Live and Local: Colleens and Fishermen at the 502

Photo by Joe Turner

It appears that music venues in San Anto exist on some sort of bipolar spectrum, with good sound and good vibe at opposite ends.

Where most of the neighbors on the St. Mary’s Strip have made various levels of sacrifice to achieve their vision of the Ideal Dive, the 502 Bar went the opposite way, swinging for truly bitchin’ audio, but at the expense of that grimy, rock club atmosphere. The choice resulted in what my girlfriend, who joined me last Friday at 502, called airport and bad bar mitzvah vibes.

But, to house their album release party, Colleens couldn’t have picked a better venue, packing the audiophilic 502 to showcase tracks from Wild Dreams, their self-released debut. The quintet ran through the album’s content with the ease and confidence of a young band celebrating their first record.

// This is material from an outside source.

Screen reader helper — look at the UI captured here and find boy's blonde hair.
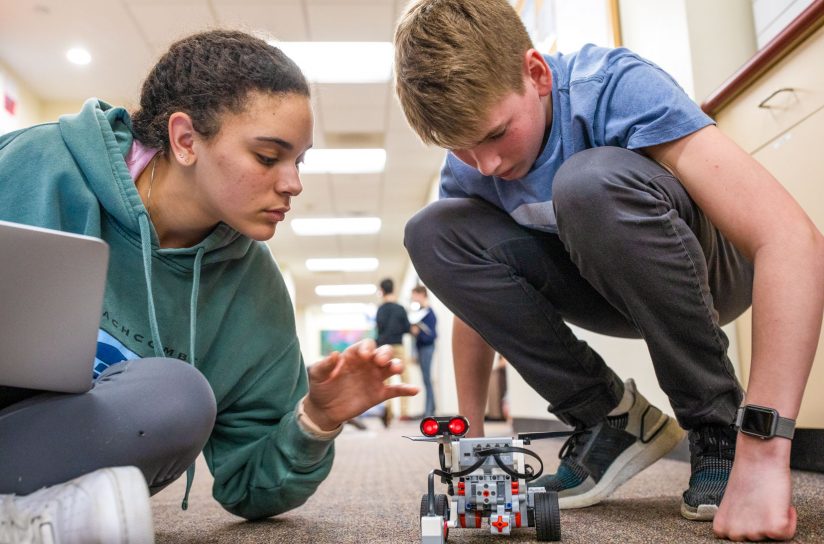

Slideshow: Colleens’ ‘Wild Dreams’ Release Party at the 502 Bar

“About You,” Wild Dreams’ first single, displayed brothers Josh and Jon Harter’s knack for pop songwriting, structured around an amiable guitar arpeggiation and a nice little hook. With a bed of keys, in-the-pocket drumming and the twang accent of electric slide riffs, Colleens’ Wilco-esque flannel rock captured the 502. That, and Ranger Creek’s specialty brew for the evening, an amber ale designed by brewer Holland Lawrence to specifically enhance the Colleens’ aesthetic—wish I could tell you how the peachy brew tasted, but the tap ran dry long before my arrival.

As a young band, Colleens seem to struggle with the common challenge of rising above their influences, shedding their discipleship of Let It Be-era Beatles (complete with a solid “Get Back” cover) and a Yankee Hotel Foxtrot attitude for something more purely individual, a particular and unsealed twist on the artists in their record collection. Though the material on Wild Dreams offers a promise of notable work to come, Colleens are currently stuck in Kings-of Leon-lite mode, a quintet worth checking out only as second billing.

Hustling their equipment—including a badass, cumbersome and vintage Fender Rhodes—onto the stage to entice the attention of the night-owl crowd, Fishermen began their thing around 1:20 a.m. Where Colleens channeled late-era Beatles, Fishermen looked to a different pop archetype, settling into an expansive rendition of Prince’s “Purple Rain” to shift the evening’s energy.

Undoubtedly, Fishermen’s strongest asset is singer Edwin Stephens’ voice, a floating instrument with supreme command over the upper register and an on-point falsetto. Atop the involved and well-orchestrated landscape laid down by guitarist Eli Medina, keyboardist Omar Rosel, bassist Roy Scavone and drummer Jeremy Dowd, providing rhythmic counterpoint, Fishermen offer one of SA’s best live sets.

Towards the end of the evening, after Fishermen proved the merit of their Dave Matthews meets Grizzly Bear aesthetic, after their extended and excellent “Orbs,” and after the enduringly bizarre spectacle of the Olympics opening ceremony broadcast on the wall, I couldn’t help but feel that the evening—despite some of the more critical words employed here—came together as intended.  There’s a reason the 502 aimed for audio integrity over attitude, and a damn good one at that. Bands (like Colleens and Fishermen) that don’t need to hide behind a wall of reverb, seek out the 502 to display their oeuvre as intended. And the audience, looking for a good time in a Clean, Well-Lighted Place with Bangin’ Speakers, responds quite nicely.